A guide to sending a post-interview thank you note

Many jobseekers think that sending a thank you note to their interviewers is an outdated or useless gesture. Open Access BPO, a call center in the Philippines, explains why this practice is still very useful in your job search and how you can do it effectively.

Believe it or not, following up after your job interview can influence your chances of landing the job. Many jobseekers think that there’s nothing they can do to impress their prospective employers after the big day. This should not be the case. Sending your interviewer a customized note of appreciation can help you distinguish yourself from the other candidates. At the same time, it presents a good opportunity for you to reinforce your desire to join the company.

The last thing you want to happen is lose the job offer because the employer forgot how amazing you were during the interview. This can happen especially if all interviews done by the company are very much similar to one another or the candidates share a great deal of commonality.

Sending a thank you note is not just about impressing the employers, it’s actually an acceptable and widely-practiced way of following up with them.
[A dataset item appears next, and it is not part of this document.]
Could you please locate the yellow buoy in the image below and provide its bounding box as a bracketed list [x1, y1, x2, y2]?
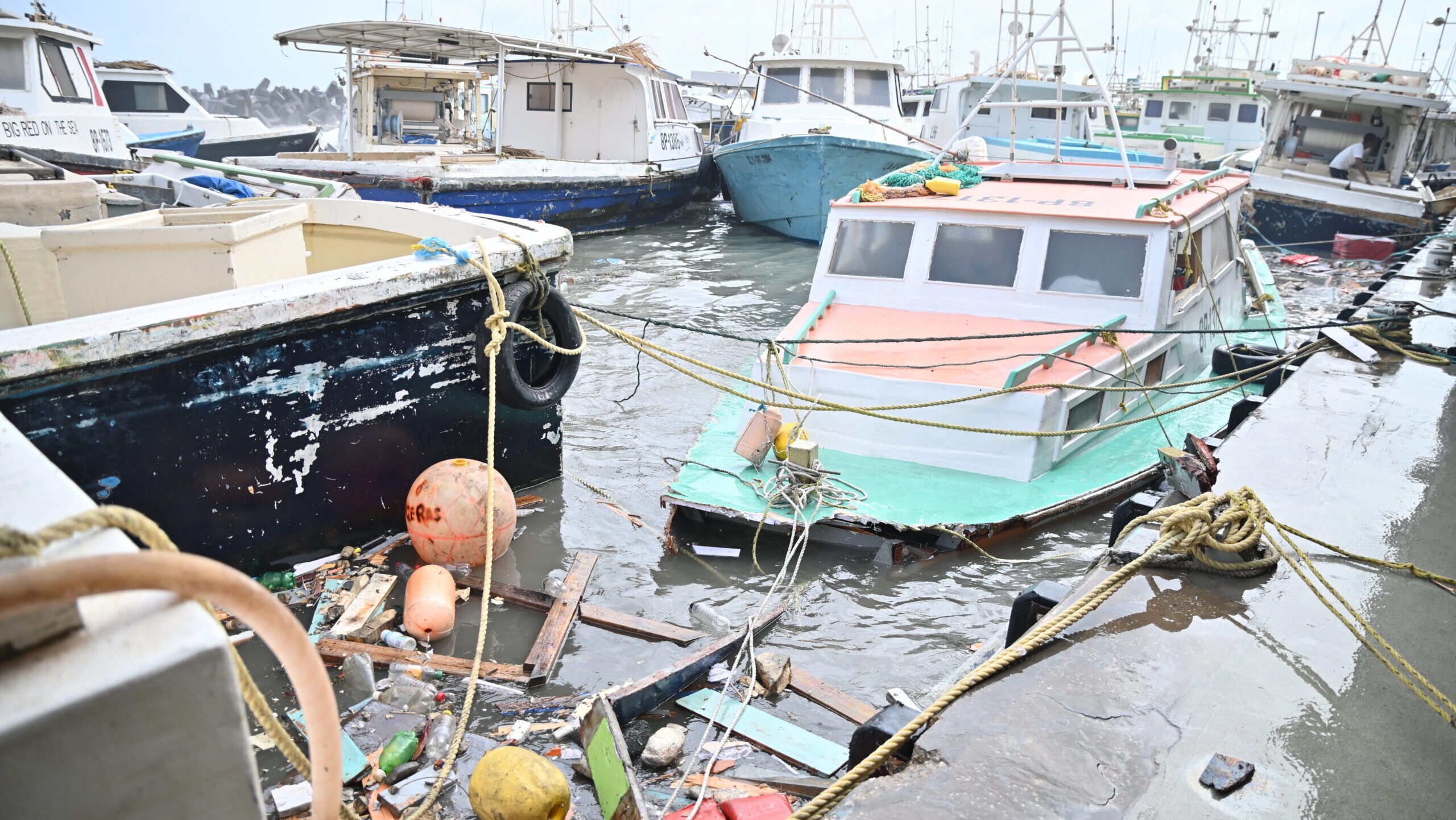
[773, 424, 809, 462]
[469, 746, 571, 820]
You’re not the first person to do it, so there’s no point in thinking twice, unless the company instructed you not to do so. If you’re scared that you would look too persistent by sending one, then you’re missing your chance to stay ahead of the competition.

What not to do

A thank you note should be sent not later than 24 to 48 hours after the interview. Sending it right after the interview by pre-composing a note disables you from referencing what transpired during the conversation. If you make it too obvious that you composed the note ahead of time, say by handing the note to the receptionist as you leave, it defeats the purpose of the gesture and makes it less impressive. Sending the note several days or weeks post-interview is not going to be viewed in a positive light either.

Never think of sending a thank you note as just another task to tick off in your job application checklist. By just dutifully following this suggestion without personalizing the communication, you run the risk of sending generic notes that send the signal that you’re just doing it because you are supposed to.

Never send your notes together with a gift or token. If you give your interview a fruit basket or an expensive present, you create awkwardness between the two of you. If you really don’t meet the qualifications, the gift can’t do anything to change that. And if it turns out you really were qualified for the position and got the job later on, spending too much on a rather simple gesture can imply that you got the position because of indulging or bribing your employer.

How to do it right

Each employer has his unique flair or style. Meaning, you can’t assume that a generic thank you note template will work for all types of managers. You must customize the content of the note to meet the preferences of your employer. Your conversation can say a thing or two about the person you are going to send the note to, so make use of your experience as a guide in personalizing your message.

Keep your note short. You can reiterate your special skills or add some details that you failed to mention during the interview. But no matter what happens, do not overdo it. Keep it simple and brief. There’s a reason why it’s called a note and not a letter or thesis. The main goal is to express your enthusiasm and interest without having to write a full-length essay.

Last but not the least, don’t forget to proofread your thank you note. Check for errors in spelling and grammar. Most importantly, don’t misspell your employer’s name or title. Doing so can reflect lack of research or simply carelessness.

Landing your dream job is a goal that requires strategy. You need to put your best foot forward. You can’t just sit in one corner and see those job opportunities pass you by one after another. Sometimes a little push can make a big difference. Sending a thank you note is a smart and professional way to remind your employers that you don’t just sincerely want the job, but you are also a perfect fit for the company.